È diffuso lo scetticismo circa la possibilità che tali garanzie potranno fare davvero la differenza per investimenti che non erano stati giudicati convenienti in loro assenza (si veda l’articolo di Tito Boeri: “Datemi un’anatra di appoggio e vi solleverò l’Europa”, e quello di Paolo Pini e Roberto Romano “Illusionisti a Bruxelles”). Le imprese non sono enti di beneficienza e fanno investimenti se possono prevedere un profitto.
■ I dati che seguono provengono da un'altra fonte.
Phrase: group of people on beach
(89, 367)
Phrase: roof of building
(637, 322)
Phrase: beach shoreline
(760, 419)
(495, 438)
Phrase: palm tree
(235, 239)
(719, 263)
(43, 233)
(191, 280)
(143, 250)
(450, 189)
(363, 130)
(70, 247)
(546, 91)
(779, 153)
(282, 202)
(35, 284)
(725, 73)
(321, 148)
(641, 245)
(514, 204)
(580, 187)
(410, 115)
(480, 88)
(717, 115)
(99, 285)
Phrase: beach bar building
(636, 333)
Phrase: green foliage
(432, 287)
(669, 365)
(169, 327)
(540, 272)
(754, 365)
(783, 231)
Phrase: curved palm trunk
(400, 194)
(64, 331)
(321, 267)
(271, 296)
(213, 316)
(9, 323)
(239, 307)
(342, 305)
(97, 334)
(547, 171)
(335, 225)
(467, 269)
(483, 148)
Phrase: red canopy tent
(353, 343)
Con la previsione di tassi di crescita per l’eurozona nell’ordine di qualche decimale, e previsione di aumento dei prezzi vicino allo zero (a novembre l’indice dei prezzi al consumo è cresciuto dello 0,3% rispetto all’anno precedente, in ulteriore riduzione rispetto allo 0,4%di ottobre), solo un “eroe” potrebbe impegnare risorse per investimenti. In mancanza di un’adeguata risposta delle imprese, ci si può chiedere anche quanto sarà conveniente per gli stati partecipare al nuovo fondo: cosa che in teoria potrebbero fare per sfuggire dalla “tagliola” dell’austerità, dato che le spese per investimenti fatte attraverso il fondo strategico sarebbero sottratte dal calcolo del rapporto tra deficit pubblico e Pil. Una prospettiva interessante, a patto di poter attivare, con quel fondo, investimenti diretti nell’economia nei settori più sensibili e reattivi in termini di innovazione e crescita dell’occupazione: a tal fine, sarebbe cruciale ridiscutere l’elenco dei settori strategici, e, sulla scia di proposte provenienti da vari settori e anche qui a inGenere più volte motivate, inserire le infrastrutture sociali tra quelle strategiche, nelle quali attivare gli investimenti pubblici. Ma, a fronte del meccanismo di finanza creativa introdotto dal piano Juncker, è lecito chiedersi: potrà funzionare? Il reddito di un paese è fondato su consumi, investimenti, esportazioni e spesa pubblica: e, nelle condizioni attuali, nessuna di queste componenti è capace di sollevare l’economia, per ragioni di fiducia o di ideologia. “Chi investirà se non c’è domanda?”, si è chiesto qualche giorno fa un veemente editoriale di The Guardian che invitava metaforicamente a usare le bombe, non gli elicotteri: “Bombardare Germania, Francia, Italia, Grecia, e l’intera eurozona con monete, cash, qualsiasi cosa possa far aumentare la domanda: facendo arrivare i fondi alle famiglie, non alle banche”.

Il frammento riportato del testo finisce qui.